Influence of osmotic stress on liposome size and morphology

Abstract

Liposomes are currently being investigated as potential parenterally used drug carriers. The main factor that influences the in vivo behavior of such liposomes is their vesicle size. A detailed and reliable knowledge of vesicle size is therefore necessary in order to interpret results of physical and biological investigations in a correct manner. It has earlier been discovered that it is feasible to determine the size distribution of vesicle dispersions in a reliable manner and it appears especially useful to employ the combination of SEC fractionation, PCS and the enzymatic PC quantitation. A drawback discovered was for certain liposome dispersions that in some of the dispersions SEC fractionation showed incomplete recovery of the vesicles.
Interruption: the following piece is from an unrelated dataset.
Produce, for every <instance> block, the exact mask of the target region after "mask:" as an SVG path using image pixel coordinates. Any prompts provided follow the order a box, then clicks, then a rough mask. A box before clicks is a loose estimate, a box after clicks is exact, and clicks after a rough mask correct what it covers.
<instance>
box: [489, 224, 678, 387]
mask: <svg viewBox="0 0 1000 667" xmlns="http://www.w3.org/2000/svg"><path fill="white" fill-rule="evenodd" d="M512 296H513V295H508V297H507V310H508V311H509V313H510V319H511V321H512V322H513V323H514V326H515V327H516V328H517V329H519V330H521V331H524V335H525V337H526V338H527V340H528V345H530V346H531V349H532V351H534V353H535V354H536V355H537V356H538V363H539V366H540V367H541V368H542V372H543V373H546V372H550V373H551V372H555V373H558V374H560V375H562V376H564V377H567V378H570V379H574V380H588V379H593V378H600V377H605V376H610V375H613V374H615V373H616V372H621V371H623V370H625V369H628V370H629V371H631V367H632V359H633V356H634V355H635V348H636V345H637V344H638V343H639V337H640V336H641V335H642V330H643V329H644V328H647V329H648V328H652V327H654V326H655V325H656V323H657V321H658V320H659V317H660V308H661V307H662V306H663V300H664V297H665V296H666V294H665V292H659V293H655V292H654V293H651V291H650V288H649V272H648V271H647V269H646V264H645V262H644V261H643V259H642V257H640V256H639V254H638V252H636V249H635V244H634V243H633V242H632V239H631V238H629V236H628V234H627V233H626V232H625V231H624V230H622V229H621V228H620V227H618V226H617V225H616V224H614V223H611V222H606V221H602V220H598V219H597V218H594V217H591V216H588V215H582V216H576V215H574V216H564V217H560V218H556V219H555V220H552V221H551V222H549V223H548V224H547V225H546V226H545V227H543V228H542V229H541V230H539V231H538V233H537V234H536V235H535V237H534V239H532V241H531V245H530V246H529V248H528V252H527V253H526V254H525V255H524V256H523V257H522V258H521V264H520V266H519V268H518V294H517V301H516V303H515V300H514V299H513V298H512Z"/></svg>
This indicated a demand for a different fractionation method which does not have the limitations that the SEC method described above has. To this end flow field-flow fractionation was chosen. In a previous study the influence of some key factors such as ionic strength of the eluent as well as pore size of the semi-permeable membrane on liposome fractionation behavior has been evaluated. Neutral liposomes were found very dependent of the ionic strength when it comes to elution time. In this study, the intention was to find out if the retention behavior and calculated geometric radius of liposomes obtained by flow field-flow fractionation in combination with multi-angle light scattering is affected by the osmotic pressure of the medium used for diluting the liposomes and/or running the AF4. In order to exclude ionic-strength effects the salt concentration was kept constant while the osmotic pressure was varied by using mono- and disaccharides. In conclusion, this project has demonstrated that a change in osmotic pressure, with constant ionic strength, affects both elution time and calculated size of liposomes that were prepared by high pressure filter extrusion. But, osmotic stress was found to affect liposomes of different sizes in a different manner; liposomes that were smaller than the pore size of the filter used for extrusion were found to shrink in hyperosmotic medium but stay quite constant in size in hypo-osmotic medium. In contrast, liposomes that were larger than the pore size of the filter were found to shrink in hyperosmotic medium and swell in hypo-osmotic medium. A hypothesis is presented to explain this behavior.